We’ve talked a lot about proxy season trends over the past several years. Last week I wrote about the trends so far in 20216. Overall, the number of ESG proposals and the support behind them is down. However, there is one group faring worse than ESG proponents this proxy season, and that’s anti-ESG. Anti-ESG advocates started bringing their own shareholder proposals a few years ago. They’ve never gone over particularly well, and this year is no different. A recent memo from Mayer Brown discusses the trends:
“As in recent years, anti-ESG proposals constituted a large portion of overall shareholder proposals in 2026, constituting about 20% of the total shareholder proposals voted on to date. Approximately 28 additional anti-ESG proposals were excluded under Rule 14a-8. Consistent with both 2024 and 2025, none of the ESG related proposals received a passing shareholder vote; in 2026, the average vote in favor of anti-ESG proposals was about 1.2%, and such proposals received a median support level of 1.27%”
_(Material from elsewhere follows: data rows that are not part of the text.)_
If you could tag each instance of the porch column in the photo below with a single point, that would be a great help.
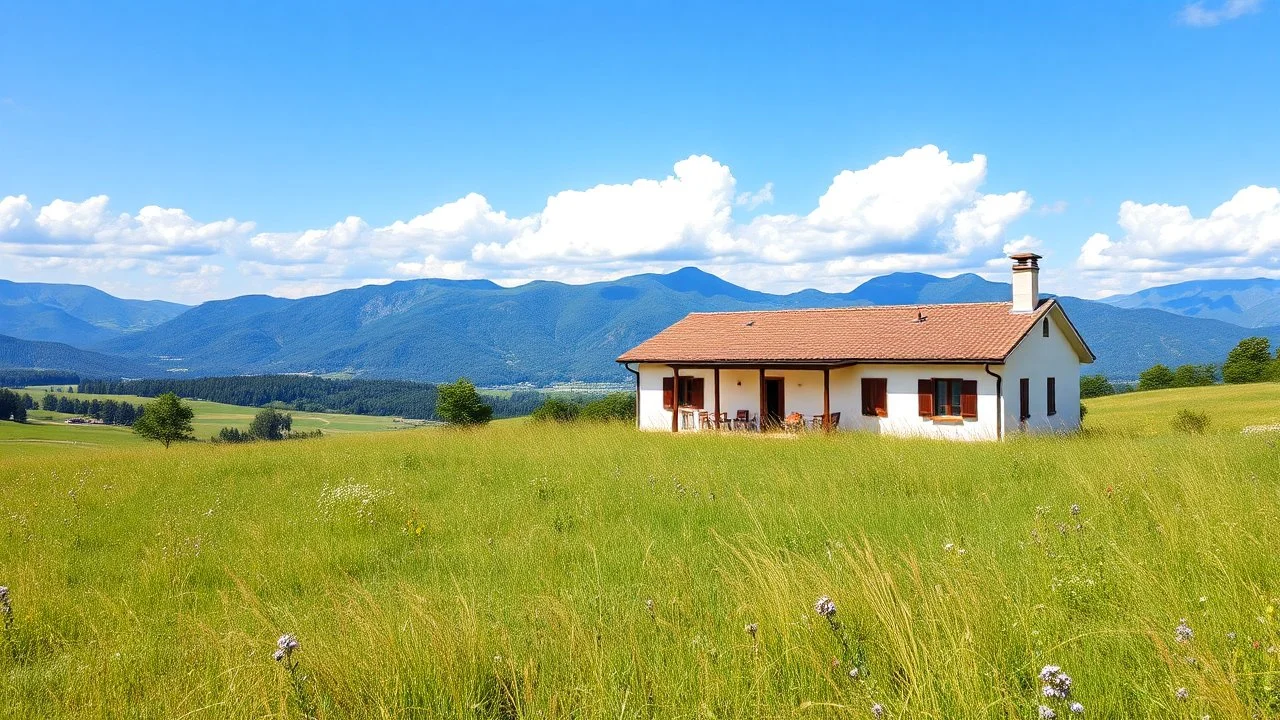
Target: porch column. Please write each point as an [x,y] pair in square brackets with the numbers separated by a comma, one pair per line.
[826,399]
[759,419]
[675,399]
[717,397]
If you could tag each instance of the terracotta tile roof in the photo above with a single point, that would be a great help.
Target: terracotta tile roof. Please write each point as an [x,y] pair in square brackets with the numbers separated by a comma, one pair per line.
[960,332]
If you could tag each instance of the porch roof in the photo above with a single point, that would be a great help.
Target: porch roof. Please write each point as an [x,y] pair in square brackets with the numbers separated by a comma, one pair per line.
[972,332]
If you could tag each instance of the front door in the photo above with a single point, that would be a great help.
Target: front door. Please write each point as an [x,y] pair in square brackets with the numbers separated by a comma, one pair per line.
[775,401]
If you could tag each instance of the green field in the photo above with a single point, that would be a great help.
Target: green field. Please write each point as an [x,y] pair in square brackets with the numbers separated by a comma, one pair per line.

Previously, anti-ESG used their proposals to “block” their pro-ESG counterparts. They sought to preclude pro-ESG proposals by staking out the opposite position on an ESG issue first. This would make the pro-ESG proposal duplicative and allow for its exclusion. In those cases, winning didn’t matter. It was about getting on the proxy card so others couldn’t. However, with the SEC sitting on the sidelines this proxy season, companies aren’t having much trouble excluding ESG proposals. This makes the purpose of anti-ESG proposals unclear. The level of support is too low to win votes or force settlements. For now, anti-ESG shareholder proposals are just more noise.